Auto insurance rates in New York have jumped 6.2% since state lawmakers enacted a so-called flexible rating system that gave insurers greater freedom to change rates without approval, according to a report from the Consumer Federation of America.
Over the same time period, the nationwide average has increased less than 1% and California - which has tight regulation of the auto insurance market - has seen a 5.5% decrease in rates, according to the federation.
"The more pricing freedom companies got, the higher the rates went over time," said Robert Hunter, director of insurance for the Consumer Federation of America.
Hunter said the system has also led to higher insurance costs for residents of New York's low and moderate-income neighborhoods because companies consider those drivers a higher risk.
New York's flexible rating system allows insurers to raise or increase rates by as much as 5% without prior approval from state regulators.
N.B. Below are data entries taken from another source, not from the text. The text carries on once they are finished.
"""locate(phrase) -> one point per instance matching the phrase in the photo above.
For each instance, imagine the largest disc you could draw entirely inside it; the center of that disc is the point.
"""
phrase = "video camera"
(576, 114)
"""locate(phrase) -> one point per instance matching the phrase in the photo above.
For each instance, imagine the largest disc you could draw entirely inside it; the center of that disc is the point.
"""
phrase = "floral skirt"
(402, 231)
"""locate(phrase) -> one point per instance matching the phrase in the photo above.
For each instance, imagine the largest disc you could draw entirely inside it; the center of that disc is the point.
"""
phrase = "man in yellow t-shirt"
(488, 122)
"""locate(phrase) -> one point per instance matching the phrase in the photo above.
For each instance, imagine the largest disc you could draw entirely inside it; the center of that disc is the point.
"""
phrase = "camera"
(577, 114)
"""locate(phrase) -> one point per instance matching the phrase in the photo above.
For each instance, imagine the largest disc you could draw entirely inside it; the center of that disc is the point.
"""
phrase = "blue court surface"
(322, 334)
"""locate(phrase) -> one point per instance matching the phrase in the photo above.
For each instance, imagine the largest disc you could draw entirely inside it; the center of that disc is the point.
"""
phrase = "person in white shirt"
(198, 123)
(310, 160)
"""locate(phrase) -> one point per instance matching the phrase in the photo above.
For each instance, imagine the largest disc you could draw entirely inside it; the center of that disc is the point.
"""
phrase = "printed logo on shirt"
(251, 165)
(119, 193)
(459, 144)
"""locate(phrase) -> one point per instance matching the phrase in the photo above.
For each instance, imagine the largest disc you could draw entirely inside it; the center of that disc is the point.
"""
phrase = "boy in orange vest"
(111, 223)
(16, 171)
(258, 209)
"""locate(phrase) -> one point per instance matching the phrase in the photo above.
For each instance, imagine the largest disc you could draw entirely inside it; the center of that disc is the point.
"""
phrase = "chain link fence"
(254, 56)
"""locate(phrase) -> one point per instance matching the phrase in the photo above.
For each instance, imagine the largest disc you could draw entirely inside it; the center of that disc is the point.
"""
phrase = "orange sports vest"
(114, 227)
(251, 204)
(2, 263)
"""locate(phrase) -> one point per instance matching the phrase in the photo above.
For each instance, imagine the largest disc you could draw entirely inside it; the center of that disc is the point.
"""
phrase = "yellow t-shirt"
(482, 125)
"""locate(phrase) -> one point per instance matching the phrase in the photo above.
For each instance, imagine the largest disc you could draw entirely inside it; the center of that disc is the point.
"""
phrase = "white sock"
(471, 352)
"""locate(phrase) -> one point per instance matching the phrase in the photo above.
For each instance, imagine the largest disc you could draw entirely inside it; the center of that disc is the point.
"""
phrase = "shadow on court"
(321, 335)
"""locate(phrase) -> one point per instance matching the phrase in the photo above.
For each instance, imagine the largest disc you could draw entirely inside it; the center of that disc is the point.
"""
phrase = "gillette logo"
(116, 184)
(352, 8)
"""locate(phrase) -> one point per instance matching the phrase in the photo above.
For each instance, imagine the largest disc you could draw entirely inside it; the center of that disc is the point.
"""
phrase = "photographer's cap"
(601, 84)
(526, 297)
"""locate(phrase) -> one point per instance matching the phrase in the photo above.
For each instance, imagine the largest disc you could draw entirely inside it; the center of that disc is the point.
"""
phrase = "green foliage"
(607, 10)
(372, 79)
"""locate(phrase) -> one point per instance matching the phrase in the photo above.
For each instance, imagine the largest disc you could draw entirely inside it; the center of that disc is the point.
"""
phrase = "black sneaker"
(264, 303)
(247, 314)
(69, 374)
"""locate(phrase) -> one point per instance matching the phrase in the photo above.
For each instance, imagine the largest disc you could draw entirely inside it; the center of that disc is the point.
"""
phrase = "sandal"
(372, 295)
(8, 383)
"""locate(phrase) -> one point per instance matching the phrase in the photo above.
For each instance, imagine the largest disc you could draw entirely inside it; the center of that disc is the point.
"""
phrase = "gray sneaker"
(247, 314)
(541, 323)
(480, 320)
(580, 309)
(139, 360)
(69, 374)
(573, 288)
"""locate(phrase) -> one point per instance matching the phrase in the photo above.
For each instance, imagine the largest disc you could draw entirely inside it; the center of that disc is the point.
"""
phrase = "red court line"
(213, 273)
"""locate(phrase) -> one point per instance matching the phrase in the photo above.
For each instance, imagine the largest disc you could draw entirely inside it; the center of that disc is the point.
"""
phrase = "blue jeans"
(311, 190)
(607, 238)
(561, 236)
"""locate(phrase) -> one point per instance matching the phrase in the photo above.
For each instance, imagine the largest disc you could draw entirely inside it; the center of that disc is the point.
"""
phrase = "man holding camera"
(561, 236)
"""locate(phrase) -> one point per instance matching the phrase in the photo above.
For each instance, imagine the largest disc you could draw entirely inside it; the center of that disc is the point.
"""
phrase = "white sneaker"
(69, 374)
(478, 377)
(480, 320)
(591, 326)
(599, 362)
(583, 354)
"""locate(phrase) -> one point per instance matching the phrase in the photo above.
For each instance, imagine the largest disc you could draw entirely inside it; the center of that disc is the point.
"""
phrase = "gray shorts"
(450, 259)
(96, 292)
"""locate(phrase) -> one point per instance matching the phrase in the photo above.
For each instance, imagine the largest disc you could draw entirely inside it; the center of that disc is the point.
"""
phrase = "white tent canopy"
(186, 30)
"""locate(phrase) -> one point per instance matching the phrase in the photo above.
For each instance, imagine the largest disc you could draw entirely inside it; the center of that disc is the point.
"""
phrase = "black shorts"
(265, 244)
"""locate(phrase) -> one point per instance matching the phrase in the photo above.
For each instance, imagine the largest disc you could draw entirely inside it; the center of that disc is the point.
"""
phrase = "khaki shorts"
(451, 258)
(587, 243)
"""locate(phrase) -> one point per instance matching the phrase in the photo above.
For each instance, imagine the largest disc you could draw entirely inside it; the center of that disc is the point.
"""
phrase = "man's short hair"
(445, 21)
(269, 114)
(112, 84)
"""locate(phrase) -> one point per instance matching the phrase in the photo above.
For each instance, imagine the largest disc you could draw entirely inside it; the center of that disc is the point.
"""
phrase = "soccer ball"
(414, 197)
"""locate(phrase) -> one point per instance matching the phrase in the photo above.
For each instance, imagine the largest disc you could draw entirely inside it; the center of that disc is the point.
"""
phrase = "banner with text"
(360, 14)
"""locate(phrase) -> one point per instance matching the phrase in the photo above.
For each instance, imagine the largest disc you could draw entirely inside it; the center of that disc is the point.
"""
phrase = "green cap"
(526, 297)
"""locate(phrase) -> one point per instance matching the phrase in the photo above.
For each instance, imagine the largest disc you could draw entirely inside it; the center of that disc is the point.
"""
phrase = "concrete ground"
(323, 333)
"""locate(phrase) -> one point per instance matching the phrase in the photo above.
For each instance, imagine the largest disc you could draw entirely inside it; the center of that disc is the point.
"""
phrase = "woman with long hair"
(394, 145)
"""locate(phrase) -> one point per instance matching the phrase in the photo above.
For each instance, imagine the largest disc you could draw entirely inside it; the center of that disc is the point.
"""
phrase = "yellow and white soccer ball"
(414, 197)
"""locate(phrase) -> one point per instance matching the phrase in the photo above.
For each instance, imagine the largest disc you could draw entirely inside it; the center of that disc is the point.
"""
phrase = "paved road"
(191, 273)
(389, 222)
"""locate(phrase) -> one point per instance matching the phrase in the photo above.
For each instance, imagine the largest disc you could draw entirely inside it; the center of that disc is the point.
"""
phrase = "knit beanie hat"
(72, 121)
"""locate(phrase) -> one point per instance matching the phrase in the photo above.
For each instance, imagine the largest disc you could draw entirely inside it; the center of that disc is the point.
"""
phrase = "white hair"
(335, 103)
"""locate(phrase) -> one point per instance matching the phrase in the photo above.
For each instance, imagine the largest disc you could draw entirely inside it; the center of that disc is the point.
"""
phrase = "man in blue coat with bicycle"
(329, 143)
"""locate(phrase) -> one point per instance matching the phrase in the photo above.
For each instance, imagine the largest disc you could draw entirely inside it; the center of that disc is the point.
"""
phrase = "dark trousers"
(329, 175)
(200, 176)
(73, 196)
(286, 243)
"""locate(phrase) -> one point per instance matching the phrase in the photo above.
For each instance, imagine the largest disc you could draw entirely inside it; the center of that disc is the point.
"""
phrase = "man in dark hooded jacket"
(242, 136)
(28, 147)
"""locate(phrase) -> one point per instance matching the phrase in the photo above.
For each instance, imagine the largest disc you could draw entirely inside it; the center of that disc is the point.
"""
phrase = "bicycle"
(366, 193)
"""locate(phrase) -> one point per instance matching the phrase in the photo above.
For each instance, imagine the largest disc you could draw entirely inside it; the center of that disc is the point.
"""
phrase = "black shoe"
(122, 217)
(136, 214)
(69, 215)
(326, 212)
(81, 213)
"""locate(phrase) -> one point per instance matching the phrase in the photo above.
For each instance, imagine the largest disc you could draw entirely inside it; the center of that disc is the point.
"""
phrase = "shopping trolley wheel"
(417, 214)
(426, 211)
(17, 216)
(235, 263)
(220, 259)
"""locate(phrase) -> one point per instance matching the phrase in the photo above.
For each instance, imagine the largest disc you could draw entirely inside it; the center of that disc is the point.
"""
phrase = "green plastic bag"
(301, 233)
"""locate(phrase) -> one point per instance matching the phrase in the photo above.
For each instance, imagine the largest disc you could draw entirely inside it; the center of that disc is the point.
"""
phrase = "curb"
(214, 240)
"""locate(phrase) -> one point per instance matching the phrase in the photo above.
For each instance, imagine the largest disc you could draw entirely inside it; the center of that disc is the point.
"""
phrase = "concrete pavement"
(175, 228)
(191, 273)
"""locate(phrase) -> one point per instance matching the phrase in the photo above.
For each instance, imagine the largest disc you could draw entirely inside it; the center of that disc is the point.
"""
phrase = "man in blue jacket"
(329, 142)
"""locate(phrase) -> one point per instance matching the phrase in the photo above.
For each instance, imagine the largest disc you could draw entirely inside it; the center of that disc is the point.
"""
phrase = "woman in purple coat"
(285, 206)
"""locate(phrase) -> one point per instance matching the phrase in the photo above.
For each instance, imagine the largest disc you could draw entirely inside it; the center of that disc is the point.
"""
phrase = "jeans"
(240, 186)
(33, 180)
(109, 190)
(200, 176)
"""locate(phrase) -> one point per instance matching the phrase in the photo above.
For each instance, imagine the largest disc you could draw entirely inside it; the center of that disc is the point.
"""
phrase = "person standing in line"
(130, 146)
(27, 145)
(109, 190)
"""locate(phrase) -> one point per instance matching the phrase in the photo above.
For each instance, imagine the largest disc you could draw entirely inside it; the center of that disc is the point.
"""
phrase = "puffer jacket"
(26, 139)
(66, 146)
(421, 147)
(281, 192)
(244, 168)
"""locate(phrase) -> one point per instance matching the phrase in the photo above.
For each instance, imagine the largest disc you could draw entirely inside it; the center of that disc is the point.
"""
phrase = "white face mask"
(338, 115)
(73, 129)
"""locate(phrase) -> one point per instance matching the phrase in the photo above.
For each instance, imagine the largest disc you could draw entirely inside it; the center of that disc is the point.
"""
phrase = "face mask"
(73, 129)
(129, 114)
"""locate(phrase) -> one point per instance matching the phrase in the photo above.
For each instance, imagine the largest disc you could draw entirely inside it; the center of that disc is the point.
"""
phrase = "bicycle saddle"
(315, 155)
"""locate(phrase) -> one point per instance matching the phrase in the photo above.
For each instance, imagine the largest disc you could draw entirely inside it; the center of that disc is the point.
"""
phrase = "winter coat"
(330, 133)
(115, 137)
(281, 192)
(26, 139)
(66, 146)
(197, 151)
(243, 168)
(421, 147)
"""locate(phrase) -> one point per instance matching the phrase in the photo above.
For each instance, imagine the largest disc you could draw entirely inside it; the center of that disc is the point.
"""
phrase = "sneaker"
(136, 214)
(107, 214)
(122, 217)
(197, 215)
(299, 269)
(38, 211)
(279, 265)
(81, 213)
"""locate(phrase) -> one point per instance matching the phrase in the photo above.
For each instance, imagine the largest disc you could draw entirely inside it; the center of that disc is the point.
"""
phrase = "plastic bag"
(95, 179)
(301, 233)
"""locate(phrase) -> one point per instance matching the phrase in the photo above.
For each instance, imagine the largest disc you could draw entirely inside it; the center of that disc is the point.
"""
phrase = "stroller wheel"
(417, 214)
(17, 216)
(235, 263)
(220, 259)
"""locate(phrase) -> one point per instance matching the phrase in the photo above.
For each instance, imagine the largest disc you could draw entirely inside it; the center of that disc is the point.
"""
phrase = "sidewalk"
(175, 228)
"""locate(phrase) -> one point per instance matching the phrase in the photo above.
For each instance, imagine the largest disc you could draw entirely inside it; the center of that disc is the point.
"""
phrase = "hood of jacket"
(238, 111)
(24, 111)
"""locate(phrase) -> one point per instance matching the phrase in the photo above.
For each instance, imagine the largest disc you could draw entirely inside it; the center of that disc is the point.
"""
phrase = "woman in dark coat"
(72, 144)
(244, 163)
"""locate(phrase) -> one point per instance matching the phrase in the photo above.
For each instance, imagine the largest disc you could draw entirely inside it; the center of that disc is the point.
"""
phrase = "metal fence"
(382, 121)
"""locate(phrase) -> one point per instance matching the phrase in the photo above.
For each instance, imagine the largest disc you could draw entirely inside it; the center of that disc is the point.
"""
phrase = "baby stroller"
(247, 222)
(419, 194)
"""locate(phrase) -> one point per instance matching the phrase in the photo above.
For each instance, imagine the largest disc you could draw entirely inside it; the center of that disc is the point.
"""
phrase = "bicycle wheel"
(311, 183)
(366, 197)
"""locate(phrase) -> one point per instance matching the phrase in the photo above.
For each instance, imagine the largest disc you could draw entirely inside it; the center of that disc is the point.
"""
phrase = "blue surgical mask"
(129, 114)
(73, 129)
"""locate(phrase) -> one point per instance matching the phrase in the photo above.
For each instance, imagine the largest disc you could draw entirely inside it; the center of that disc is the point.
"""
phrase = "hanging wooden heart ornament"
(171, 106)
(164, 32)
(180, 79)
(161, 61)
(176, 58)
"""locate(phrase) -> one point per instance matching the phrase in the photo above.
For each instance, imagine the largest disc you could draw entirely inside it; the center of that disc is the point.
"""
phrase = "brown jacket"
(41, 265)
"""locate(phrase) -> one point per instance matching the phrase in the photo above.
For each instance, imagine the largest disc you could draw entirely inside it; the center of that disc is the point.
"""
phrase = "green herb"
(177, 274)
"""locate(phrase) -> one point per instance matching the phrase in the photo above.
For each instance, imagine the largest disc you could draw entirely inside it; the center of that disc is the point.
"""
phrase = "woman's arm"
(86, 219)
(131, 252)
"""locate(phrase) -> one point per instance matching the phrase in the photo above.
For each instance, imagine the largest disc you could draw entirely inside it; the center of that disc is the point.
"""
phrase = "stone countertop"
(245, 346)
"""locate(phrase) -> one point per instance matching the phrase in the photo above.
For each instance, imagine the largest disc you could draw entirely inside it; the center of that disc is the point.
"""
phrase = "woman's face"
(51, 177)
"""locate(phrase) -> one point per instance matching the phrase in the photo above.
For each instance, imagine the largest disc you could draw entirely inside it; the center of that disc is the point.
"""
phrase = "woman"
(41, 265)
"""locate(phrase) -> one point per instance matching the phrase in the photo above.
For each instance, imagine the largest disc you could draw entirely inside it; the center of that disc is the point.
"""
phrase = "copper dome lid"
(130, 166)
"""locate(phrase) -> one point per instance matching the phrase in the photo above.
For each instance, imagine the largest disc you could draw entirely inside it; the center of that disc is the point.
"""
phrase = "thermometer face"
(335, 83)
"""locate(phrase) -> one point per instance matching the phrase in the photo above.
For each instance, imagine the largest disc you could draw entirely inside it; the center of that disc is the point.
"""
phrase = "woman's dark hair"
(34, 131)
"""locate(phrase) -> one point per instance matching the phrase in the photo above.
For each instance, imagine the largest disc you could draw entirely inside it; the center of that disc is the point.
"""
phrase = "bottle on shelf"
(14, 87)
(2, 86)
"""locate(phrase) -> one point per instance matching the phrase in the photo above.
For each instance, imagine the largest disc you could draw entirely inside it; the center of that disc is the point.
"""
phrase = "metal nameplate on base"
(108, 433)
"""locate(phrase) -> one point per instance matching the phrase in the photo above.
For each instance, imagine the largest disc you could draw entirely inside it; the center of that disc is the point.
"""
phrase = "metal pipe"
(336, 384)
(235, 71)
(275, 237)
New York is one of only four states to use such a system.
David Scull/Bloomberg News
Backers of the flexible rating system argued it would spur more competition and help consumers by allowing the insurance companies to lower rates more quickly when their bottom lines improved.
"It was sold as something that would drive down rates and lower costs," said Russ Haven of the New York Public Interest Research Group. "Compared to how other states are doing, New York is coming out worse."
Haven said the state should return to a system where every rate change is reviewed by regulators.
Ellen Melchionni, president of the New York Insurance Association, placed the blame for rising rates on abuse of New York's generous no-fault insurance laws - not the flex system.
"Fraud is a major problem in New York, with no-fault being particularly ripe for criminal activities," Melchionni said.